Eventually, the outgoing mayor, sometimes the target of strong criticism on his administration, emerged from this tragedy with a reputation as a public figure more positive than before, and more positive, which may seem an unfair comparison to some, than that of President Bush in those very same days.
The other person who comes to mind, less known especially outside the scope of the five New York City boroughs, is Peter J. Ganci, at that time Chief of New York’s Fire Department. Having immediately rushed to the WTC from his command post in Brooklyn with his friend, Dan Nigro, then Deputy Chief, Ganci gave start to the relief efforts. He was in the basement of the first tower when it collapsed, lucky to have survived. Meanwhile, convinced that the second tower would soon collapse, Ganci ordered the mayor and other commissioners to get to safety, remaining behind with the Rev. Mychal Judge, chaplain of the Fire Department, and William Feehan, first deputy commissioner. Then, according to reports by survivors, Ganci refused to leave his men, and when, moments later, his prediction came true, and the other tower then imploded, the three who had stayed behind to help others instantly perished.
More than three hundred forty-three firefighters died on 11 September 2001, and at least sixty-nine were of Italian origin; among the twenty-three policemen who died in the WTC, four had Italian surnames. If we were to add those of mixed ethnicity, one would easily surpass one hundred, perhaps one hundred twenty-five. Others in the Italian/American community of New York offered aid and assistance in the aftermath, such as a group of outreach counselors from the John D. Calandra Italian American Institute (Queens College, CUNY), whose Associate Director of Counseling and two additional counselors offered emotional and psychological therapy to more than one thousand survivors of the disastrous attack on the WTC.
At this juncture, the anniversary of September 11, 2001 will forever remind us that the notion of brotherhood, a feeling of reciprocity for our neighbor, both in the literal and figurative sense of the term, is the most efficient way to build an honest and fair world based on coexistence and respect towards the other. This reminds us today of what Dan Nigro, former Chief of Fire Department, recently stated, as quoted above: “While ignorance and hatred may have been the cause of the tragedy of 9/11, concern for one another and the spirit of shared values ultimately triumphed.”

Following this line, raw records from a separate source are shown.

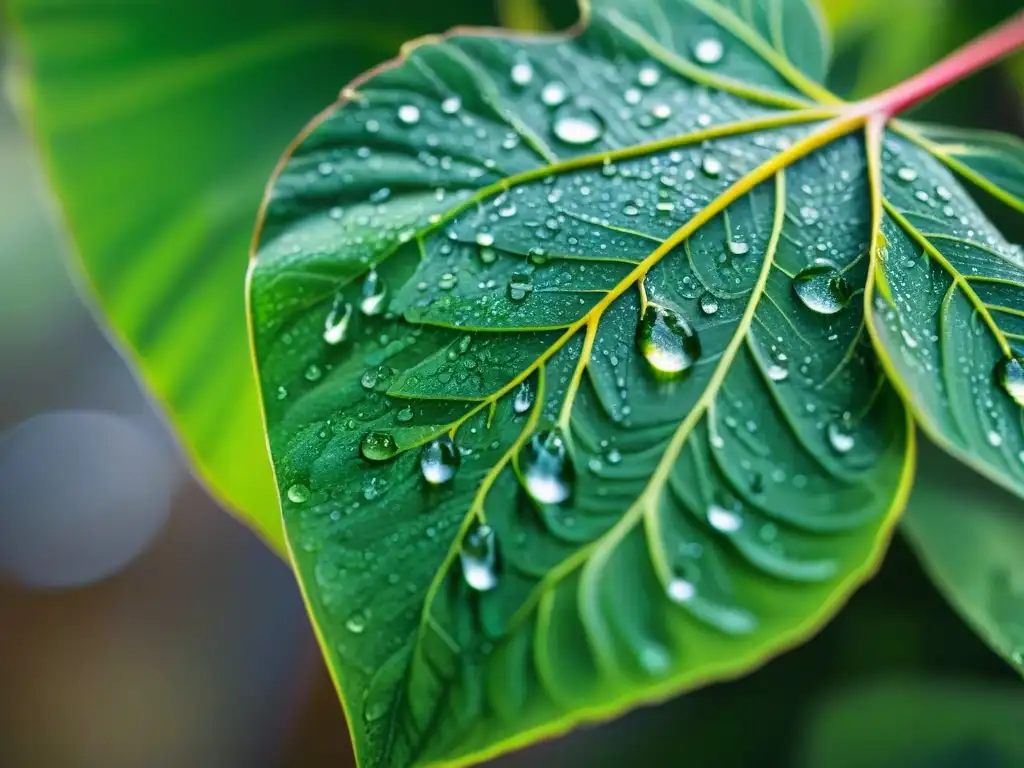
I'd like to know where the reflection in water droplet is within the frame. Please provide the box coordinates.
[825,415,855,454]
[552,104,604,146]
[508,272,534,301]
[512,382,534,414]
[700,293,718,315]
[512,61,534,86]
[708,504,743,534]
[519,429,575,504]
[459,524,498,592]
[637,304,700,379]
[669,578,697,603]
[541,82,568,106]
[288,482,309,504]
[359,267,387,316]
[693,37,725,65]
[700,155,722,178]
[359,432,398,462]
[398,104,420,125]
[420,435,462,485]
[793,259,852,314]
[324,298,352,346]
[995,357,1024,406]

We Italian Americans—immigrants, children, and grandchildren that we may be—have learned this lesson of solidarity through the immigrant experience. And as we remember our ancestors who had endured for our benefit, so let us remember our brothers and sisters of September 11, 2001, Italians and non-Italians alike, who suffered the ultimate sacrifice so that others could be spared such an overwhelmingly violent and irrational end.